Sede da EDP em Lisboa

Sede da EDP em Lisboa

Luís Barra

O presidente do conselho geral e de supervisão da EDP, Eduardo Catroga, escreveu este mês uma carta a vários membros do Governo português denunciando uma série de “mitos” sobre a empresa e alertando para a queda em bolsa, conforme o Expresso noticiou no passado sábado.

O Ministério Público fez buscas na EDP, REN e Boston Consulting Group, a 2 de junho, constituindo como arguidos o presidente executivo da EDP, António Mexia, e o administrador João Manso Neto. Desde essa data e até 10 de julho, as ações da EDP chegaram a desvalorizar 17%, com a capitalização bolsista da empresa a encolher mais de 1,5 mil milhões de euros.

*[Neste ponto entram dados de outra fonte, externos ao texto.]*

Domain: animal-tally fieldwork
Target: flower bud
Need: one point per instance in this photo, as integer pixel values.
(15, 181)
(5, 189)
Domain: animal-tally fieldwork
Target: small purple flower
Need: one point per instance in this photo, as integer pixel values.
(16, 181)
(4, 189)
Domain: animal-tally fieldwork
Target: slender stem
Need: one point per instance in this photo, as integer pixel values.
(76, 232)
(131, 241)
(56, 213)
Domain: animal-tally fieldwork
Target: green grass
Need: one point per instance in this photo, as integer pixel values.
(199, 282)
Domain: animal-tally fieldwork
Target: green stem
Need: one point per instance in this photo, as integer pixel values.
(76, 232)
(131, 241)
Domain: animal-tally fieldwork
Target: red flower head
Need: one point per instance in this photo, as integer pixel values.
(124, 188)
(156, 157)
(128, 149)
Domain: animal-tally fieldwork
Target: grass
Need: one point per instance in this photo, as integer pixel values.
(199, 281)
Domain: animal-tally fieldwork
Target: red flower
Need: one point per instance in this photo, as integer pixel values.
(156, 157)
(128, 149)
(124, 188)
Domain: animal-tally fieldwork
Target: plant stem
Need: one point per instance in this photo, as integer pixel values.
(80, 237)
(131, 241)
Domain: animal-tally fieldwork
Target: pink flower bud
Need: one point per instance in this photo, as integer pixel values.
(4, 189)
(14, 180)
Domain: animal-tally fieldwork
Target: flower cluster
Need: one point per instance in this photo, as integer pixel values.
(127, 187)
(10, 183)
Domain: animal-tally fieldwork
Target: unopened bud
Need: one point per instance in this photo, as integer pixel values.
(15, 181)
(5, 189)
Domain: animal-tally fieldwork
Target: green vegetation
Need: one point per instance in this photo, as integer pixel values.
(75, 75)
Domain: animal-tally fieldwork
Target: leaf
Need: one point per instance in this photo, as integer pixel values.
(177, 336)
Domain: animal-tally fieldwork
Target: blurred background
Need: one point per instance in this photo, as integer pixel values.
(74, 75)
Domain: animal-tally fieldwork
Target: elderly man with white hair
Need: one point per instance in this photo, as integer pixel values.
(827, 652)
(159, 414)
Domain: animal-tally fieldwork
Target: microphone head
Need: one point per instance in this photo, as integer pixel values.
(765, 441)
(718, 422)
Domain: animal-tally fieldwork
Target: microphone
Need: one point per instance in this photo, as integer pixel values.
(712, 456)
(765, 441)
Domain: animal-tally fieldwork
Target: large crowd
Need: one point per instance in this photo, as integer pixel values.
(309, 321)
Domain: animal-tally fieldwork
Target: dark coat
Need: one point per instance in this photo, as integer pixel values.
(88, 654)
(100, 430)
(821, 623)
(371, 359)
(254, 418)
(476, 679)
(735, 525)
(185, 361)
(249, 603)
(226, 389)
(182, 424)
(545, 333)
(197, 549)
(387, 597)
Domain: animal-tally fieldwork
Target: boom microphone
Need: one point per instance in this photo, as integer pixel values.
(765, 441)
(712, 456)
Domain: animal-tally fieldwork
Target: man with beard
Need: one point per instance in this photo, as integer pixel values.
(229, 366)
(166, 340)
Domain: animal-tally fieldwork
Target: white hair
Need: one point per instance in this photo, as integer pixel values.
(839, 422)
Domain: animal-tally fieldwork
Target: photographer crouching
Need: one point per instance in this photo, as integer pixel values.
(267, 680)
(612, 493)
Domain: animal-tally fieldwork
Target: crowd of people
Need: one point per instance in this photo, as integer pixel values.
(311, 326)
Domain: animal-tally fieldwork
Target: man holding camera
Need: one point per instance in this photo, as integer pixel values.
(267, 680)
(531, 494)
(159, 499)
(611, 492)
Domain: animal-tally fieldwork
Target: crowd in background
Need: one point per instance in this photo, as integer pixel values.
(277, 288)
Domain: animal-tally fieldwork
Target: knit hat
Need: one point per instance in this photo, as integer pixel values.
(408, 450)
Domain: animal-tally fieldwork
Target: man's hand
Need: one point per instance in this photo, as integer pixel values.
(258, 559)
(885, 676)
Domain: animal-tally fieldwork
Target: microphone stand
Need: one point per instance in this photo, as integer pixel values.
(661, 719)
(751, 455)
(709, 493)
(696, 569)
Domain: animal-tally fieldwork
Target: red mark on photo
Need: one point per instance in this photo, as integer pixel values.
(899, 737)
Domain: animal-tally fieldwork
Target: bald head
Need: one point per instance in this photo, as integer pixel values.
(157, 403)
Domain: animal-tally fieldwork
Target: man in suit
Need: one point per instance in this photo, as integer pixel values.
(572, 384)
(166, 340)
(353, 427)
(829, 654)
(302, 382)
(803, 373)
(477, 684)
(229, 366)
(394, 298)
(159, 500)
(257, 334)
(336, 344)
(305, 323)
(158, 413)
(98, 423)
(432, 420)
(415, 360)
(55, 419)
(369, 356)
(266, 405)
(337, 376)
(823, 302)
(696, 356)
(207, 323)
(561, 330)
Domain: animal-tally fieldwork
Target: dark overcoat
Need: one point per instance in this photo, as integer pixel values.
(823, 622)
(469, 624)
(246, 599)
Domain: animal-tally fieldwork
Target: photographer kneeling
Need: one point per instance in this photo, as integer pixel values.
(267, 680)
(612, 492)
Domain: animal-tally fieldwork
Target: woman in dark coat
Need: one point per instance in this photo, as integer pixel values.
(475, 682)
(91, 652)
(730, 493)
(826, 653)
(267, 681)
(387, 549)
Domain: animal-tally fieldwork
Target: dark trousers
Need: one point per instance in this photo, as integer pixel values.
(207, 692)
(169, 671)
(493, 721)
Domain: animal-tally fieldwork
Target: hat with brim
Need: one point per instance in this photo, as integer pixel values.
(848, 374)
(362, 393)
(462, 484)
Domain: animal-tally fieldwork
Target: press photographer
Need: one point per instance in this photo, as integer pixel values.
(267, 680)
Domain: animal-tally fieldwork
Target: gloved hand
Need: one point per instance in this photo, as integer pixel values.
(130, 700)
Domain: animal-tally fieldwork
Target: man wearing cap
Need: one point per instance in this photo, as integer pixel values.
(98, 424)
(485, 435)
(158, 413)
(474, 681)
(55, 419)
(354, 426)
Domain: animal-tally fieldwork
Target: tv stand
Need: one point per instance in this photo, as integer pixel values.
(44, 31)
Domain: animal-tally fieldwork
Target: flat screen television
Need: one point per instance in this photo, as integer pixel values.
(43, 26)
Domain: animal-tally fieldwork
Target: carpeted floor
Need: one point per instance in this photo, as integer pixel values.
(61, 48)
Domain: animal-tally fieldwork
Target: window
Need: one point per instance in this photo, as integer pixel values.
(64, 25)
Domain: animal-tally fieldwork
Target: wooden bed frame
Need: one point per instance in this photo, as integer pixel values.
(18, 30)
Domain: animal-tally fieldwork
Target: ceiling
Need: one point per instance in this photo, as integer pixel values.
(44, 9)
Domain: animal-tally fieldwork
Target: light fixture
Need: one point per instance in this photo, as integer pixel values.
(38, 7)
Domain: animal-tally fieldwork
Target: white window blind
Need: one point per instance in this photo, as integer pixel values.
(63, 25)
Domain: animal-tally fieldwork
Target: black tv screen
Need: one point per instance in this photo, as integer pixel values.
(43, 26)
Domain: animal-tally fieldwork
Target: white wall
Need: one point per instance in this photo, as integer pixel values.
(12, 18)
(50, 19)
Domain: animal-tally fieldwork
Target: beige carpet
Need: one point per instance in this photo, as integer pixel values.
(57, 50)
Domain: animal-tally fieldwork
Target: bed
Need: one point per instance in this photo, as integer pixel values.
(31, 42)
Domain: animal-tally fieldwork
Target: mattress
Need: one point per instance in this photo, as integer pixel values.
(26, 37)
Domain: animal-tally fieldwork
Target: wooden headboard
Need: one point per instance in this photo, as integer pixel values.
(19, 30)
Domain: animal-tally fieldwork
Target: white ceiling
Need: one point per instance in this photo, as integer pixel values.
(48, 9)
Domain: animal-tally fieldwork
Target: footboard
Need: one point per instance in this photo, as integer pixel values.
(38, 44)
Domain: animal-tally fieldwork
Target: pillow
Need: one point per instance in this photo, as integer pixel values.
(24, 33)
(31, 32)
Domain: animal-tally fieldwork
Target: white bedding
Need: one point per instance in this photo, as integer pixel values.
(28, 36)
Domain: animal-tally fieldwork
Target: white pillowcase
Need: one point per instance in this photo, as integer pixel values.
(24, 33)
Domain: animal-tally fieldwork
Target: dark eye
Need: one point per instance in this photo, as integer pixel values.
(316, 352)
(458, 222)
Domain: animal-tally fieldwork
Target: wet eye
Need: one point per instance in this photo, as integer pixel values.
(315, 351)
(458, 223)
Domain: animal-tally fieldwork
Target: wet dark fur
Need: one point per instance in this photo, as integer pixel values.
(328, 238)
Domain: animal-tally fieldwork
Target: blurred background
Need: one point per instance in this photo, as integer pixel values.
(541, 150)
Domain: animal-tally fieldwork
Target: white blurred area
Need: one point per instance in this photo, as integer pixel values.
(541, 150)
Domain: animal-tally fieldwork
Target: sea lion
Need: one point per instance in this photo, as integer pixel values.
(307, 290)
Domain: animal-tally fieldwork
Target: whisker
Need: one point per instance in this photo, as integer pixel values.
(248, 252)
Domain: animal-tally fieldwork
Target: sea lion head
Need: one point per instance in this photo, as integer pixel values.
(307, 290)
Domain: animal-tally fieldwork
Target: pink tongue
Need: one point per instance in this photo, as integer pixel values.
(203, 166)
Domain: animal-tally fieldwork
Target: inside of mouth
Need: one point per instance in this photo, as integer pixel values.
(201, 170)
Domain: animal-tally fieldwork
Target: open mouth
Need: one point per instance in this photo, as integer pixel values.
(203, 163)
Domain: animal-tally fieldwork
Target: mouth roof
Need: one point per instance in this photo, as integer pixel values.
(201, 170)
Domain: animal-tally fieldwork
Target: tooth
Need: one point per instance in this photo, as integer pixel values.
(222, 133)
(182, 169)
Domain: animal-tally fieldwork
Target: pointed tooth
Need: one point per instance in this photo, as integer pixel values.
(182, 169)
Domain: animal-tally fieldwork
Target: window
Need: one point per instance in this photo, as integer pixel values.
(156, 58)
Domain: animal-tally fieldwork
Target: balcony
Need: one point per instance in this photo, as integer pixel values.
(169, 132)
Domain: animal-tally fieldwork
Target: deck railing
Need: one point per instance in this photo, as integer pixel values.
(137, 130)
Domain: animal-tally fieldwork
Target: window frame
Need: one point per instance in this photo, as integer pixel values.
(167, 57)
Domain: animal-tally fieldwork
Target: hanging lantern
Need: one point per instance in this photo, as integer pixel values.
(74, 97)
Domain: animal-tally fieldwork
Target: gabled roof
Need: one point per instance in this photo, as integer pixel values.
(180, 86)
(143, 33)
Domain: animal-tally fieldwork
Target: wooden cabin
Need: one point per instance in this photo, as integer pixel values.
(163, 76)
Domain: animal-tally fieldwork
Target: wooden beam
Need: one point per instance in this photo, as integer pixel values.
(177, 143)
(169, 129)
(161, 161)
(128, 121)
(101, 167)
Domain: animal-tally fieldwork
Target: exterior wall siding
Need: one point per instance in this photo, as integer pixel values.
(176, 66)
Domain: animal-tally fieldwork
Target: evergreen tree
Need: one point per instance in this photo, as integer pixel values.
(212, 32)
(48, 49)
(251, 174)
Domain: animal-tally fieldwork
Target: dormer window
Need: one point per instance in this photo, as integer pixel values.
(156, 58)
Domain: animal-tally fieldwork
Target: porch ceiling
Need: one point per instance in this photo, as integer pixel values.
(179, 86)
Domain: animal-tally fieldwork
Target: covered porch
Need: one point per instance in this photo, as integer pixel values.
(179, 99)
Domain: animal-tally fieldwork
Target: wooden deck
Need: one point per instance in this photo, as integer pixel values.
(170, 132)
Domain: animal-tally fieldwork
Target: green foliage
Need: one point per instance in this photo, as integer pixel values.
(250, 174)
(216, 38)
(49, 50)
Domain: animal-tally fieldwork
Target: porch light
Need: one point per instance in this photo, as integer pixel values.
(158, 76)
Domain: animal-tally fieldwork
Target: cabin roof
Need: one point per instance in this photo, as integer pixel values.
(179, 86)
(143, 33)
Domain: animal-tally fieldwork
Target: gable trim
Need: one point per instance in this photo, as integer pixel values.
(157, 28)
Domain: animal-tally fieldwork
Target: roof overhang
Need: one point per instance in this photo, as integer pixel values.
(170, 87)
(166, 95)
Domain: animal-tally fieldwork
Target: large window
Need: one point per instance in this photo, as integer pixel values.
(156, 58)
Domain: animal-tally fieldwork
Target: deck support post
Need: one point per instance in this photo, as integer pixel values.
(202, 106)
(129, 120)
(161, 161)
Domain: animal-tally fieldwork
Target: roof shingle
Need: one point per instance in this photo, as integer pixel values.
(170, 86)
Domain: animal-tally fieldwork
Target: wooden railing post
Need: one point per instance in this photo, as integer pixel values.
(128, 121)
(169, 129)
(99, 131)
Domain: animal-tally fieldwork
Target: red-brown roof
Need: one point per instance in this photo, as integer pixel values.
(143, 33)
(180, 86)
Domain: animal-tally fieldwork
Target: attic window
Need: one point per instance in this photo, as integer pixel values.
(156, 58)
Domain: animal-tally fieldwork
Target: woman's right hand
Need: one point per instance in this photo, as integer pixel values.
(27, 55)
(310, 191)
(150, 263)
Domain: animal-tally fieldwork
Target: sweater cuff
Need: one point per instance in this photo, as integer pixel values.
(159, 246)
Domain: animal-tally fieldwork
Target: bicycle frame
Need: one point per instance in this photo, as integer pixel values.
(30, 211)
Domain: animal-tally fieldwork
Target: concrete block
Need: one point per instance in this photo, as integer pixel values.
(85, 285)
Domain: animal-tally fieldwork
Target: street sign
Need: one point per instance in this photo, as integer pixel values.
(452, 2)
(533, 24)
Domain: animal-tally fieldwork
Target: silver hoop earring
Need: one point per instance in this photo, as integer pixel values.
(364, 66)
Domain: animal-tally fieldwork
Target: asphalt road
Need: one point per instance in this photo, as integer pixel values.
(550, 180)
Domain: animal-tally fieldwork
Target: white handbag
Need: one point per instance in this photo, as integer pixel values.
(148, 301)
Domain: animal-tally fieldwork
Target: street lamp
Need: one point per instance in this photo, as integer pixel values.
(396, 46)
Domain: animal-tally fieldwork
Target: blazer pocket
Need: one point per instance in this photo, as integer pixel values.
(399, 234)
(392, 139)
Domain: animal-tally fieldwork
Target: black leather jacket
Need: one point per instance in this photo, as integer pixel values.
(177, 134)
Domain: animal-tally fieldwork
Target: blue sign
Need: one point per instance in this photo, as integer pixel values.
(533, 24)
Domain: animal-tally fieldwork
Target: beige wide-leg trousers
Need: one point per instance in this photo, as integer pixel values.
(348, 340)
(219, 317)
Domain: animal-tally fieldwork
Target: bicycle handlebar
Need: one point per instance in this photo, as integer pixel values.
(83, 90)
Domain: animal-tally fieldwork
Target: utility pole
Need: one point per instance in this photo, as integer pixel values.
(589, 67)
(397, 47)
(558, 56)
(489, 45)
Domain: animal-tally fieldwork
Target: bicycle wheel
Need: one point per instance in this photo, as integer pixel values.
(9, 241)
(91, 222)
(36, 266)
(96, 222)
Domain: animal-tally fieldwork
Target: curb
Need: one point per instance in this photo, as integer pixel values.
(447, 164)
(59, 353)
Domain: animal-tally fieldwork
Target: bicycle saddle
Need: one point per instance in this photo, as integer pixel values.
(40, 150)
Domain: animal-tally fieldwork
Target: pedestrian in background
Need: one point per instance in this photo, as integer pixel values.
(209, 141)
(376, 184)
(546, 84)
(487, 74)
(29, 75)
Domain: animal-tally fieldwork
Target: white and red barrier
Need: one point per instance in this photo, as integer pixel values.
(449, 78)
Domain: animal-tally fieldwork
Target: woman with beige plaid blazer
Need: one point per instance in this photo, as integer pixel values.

Só a posição do Capital Group afundou mais de 200 milhões de euros. Milhões mais que suficientes para justificar uns milhares de euros de despesa nos bilhetes de avião para Portugal.

O que é o Capital Group?

O Capital Group é a oitava maior gestora de ativos do mundo, logo a seguir à PIMCO, segundo o raking da Investment Pensions & Europe relativo a 2016. O grupo tinha, no final do ano passado, um total de 1,3 biliões de euros de ativos sob gestão.

Entre as gestoras de ativos que investem em dívida soberana portuguesa, o gigante norte-americano ocupa a segunda posição, com um investimento de 580 milhões de euros, segundo dados da Bloomberg citados esta semana pelo “Jornal de Negócios”.

É também o segundo maior investidor na EDP-Energias de Portugal, com 14,09%, e detém ainda 4,75% da REN-Redes Energéticas Nacionais.

Segundo o grupo, a sua estratégia de investimento no país baseia-se numa aposta na subida do rating da República, o que vê como uma “oportunidade” numa análise com perspetivas de investimento que divulgou este mês.

Mas no caso da EDP, notícias negativas em torno da empresa levaram as ações da empresa a perder 12,8% em Bolsa no espaço de um mês, entre 1 de junho e 1 de julho. O título recuperou algum terreno com notícias sobre a existência de negociações para uma eventual fusão com a espanhola Gas Natural, um cenário que esta quarta-feira voltou a ser desmentido pela espanhola. A EDP soma agora perdas de 9% desde o início de junho.

O Expresso contactou o Capital Group para obter mais informações sobre as diligências feitas no mercado português, mas não foi possível obter respostas em tempo útil.